For Saw Leng Koh FCCA, her career in audit was a fulfilling period with plenty of job satisfaction despite a somewhat hectic life
My seven years in audit was a valuable experience for me and I’m so glad that I started my accountancy career in this area. During this period, I was promoted from accounts assistant to semi senior, then to senior and assistant manager.
It was such a fulfilling period, with much to do and learn. I gained a lot of job satisfaction despite a hectic and busy life and it taught me some important ‘mantras’ that are still so relevant to me today. Let me discuss them.

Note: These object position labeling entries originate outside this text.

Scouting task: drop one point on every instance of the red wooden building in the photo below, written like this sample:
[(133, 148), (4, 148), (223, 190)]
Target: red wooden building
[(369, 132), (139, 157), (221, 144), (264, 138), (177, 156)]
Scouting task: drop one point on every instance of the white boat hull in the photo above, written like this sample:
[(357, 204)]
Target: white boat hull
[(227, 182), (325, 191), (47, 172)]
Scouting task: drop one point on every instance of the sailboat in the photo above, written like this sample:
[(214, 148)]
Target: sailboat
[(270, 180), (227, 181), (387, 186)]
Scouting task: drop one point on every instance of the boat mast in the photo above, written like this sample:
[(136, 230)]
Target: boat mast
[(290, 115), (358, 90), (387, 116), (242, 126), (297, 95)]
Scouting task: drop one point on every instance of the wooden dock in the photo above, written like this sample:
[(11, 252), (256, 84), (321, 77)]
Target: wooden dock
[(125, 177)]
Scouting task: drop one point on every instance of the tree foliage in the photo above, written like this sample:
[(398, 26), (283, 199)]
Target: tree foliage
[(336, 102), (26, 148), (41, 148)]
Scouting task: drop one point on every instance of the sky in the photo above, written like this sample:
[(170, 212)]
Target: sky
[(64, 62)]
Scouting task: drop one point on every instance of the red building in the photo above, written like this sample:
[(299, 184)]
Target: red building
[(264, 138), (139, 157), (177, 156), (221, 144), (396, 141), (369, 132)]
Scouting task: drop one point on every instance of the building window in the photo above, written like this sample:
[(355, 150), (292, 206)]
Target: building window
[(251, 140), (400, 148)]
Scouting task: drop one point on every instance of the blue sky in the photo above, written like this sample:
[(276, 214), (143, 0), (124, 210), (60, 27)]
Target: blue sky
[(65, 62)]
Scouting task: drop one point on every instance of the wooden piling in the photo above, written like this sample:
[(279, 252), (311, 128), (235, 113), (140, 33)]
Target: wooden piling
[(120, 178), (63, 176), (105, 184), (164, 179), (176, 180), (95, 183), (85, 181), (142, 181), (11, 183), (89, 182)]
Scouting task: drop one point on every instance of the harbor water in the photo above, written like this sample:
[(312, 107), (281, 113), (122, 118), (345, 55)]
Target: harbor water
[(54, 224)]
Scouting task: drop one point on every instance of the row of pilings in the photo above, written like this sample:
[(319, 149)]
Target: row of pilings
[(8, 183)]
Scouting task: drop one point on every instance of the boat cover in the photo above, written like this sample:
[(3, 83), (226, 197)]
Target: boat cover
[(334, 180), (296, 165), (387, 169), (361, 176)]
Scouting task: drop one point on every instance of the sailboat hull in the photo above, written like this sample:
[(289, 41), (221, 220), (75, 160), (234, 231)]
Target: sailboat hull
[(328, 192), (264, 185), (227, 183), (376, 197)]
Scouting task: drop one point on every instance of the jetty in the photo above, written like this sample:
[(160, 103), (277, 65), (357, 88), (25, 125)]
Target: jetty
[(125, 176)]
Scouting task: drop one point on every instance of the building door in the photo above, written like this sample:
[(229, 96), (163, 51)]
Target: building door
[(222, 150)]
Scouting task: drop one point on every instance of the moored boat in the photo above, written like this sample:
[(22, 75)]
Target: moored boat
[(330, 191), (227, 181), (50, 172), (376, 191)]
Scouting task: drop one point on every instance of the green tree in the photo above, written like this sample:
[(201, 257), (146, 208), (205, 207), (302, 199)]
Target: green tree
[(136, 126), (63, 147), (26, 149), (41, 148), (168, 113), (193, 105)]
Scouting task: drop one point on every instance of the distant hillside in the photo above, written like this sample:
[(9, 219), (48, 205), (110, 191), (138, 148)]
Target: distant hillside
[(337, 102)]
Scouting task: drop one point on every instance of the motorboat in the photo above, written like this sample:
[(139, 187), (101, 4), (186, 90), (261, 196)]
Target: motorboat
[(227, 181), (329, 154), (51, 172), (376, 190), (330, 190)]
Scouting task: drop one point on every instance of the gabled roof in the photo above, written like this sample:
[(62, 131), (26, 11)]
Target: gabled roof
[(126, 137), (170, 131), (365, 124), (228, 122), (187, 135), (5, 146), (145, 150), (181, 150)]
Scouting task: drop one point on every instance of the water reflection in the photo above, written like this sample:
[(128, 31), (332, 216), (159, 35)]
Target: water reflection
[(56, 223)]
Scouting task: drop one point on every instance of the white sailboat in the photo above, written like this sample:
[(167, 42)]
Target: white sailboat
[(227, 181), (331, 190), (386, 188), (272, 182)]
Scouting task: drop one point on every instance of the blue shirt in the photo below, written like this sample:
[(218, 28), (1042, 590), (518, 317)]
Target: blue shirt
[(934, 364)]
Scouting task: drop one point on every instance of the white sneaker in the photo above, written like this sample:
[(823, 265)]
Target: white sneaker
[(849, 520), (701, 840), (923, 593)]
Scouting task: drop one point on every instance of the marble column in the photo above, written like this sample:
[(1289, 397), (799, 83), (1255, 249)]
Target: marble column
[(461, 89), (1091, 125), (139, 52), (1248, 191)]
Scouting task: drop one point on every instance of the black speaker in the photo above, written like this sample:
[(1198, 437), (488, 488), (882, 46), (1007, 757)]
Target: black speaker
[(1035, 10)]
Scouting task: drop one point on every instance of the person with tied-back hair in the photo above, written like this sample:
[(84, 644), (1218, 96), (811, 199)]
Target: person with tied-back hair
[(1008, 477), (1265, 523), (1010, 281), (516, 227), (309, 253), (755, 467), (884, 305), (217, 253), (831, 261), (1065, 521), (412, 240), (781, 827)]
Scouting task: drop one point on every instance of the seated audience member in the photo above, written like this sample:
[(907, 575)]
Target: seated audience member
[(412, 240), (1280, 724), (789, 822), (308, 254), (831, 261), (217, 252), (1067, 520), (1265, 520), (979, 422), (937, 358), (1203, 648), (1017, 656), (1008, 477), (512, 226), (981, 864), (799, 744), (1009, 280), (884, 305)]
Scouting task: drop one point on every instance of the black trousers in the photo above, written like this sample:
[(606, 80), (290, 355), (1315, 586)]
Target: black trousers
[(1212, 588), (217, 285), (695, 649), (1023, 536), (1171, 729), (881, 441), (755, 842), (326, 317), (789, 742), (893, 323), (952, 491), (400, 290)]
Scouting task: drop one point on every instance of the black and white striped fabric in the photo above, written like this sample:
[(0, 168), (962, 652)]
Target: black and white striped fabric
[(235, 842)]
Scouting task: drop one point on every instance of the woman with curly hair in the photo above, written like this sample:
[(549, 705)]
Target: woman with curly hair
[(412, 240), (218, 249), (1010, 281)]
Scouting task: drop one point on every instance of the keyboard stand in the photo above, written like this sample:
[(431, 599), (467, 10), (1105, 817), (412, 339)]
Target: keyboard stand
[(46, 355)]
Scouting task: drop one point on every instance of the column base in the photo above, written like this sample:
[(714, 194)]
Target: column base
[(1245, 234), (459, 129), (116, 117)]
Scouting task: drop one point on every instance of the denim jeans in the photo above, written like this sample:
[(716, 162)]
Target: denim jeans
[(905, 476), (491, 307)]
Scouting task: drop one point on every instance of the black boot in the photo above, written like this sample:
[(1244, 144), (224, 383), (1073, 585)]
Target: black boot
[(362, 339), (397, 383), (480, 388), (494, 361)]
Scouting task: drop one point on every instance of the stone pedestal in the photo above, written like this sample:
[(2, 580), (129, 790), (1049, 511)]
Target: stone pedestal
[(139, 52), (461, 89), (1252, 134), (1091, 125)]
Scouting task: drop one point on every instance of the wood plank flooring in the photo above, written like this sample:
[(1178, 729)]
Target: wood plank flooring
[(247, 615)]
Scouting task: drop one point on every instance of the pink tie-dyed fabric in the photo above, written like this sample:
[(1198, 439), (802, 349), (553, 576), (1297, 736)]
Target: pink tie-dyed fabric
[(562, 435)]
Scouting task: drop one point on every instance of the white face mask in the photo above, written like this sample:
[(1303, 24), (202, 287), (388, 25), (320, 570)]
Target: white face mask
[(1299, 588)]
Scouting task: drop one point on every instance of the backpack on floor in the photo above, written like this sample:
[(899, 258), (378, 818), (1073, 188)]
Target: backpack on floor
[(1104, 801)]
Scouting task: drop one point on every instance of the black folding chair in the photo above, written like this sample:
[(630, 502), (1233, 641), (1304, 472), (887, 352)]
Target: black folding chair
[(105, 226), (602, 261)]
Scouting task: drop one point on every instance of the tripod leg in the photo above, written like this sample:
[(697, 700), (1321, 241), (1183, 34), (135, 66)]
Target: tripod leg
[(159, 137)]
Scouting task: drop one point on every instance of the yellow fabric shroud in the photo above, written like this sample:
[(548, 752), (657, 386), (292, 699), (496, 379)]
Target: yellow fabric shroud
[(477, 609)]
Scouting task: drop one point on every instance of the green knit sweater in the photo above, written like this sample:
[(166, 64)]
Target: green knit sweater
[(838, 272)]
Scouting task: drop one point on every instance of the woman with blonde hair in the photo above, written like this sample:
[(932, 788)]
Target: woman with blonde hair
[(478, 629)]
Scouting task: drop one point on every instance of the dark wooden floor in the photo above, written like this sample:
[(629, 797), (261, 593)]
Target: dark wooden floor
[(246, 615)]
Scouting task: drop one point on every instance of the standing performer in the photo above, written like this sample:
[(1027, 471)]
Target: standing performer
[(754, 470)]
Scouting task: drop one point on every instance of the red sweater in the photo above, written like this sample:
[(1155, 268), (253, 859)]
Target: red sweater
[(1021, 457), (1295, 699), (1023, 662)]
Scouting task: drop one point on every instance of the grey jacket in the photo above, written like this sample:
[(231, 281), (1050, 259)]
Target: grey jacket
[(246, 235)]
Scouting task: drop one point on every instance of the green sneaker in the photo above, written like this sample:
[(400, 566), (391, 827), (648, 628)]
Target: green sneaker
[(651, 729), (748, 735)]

During one of my early audit assignments I detected a criminal breach of trust where sales transactions were being forged for a higher commission. During the subsequent enquiries, a member of staff admitted the offence and her contract was terminated. At the concluding meeting, our client’s group CFO stated how vital it was to ‘do the right things and do things right, and you'll have nothing to fear or worry, and can sleep well at night’. As a young professional from a small town who was just setting out on a career at an international audit firm, this quote struck a chord with me and helped guide me in the right direction.
It wasn't easy to work in an environment where you were the youngest and most junior member of staff. Consequently, I was naïve and felt intimidated, and it wasn't natural for me to ask a question or seek help. It was my very first boss, Chris Wong, who told me that ‘If you don’t ask, you don’t get’.
During a ‘Mastering peak performance’ training seminar that I once attended, the facilitator called out my name during the sharing session. After nervously mumbling a few words in response, the facilitator told me: ‘What you are about to say, it’s very important and I want you to be heard’. I liked how this made me feel important and that my opinion counted.
This is not something I find easy to do. It’s very natural for us to simply give up when facing obstacles and challenges. It is those individuals who can see an opportunity in every problem who can turn a negative situation around. Therefore, I always try to appreciate every opportunity that comes my way and stay determined.
No matter how good we are, there are always new things to learn and to develop. A good manager will think ‘glass half full’ and consider ways to help develop members of staff and work on helping them to improve and to achieve their full potential. Conversely, some managers see their staff as ‘half empty’, which can negatively impact their staff.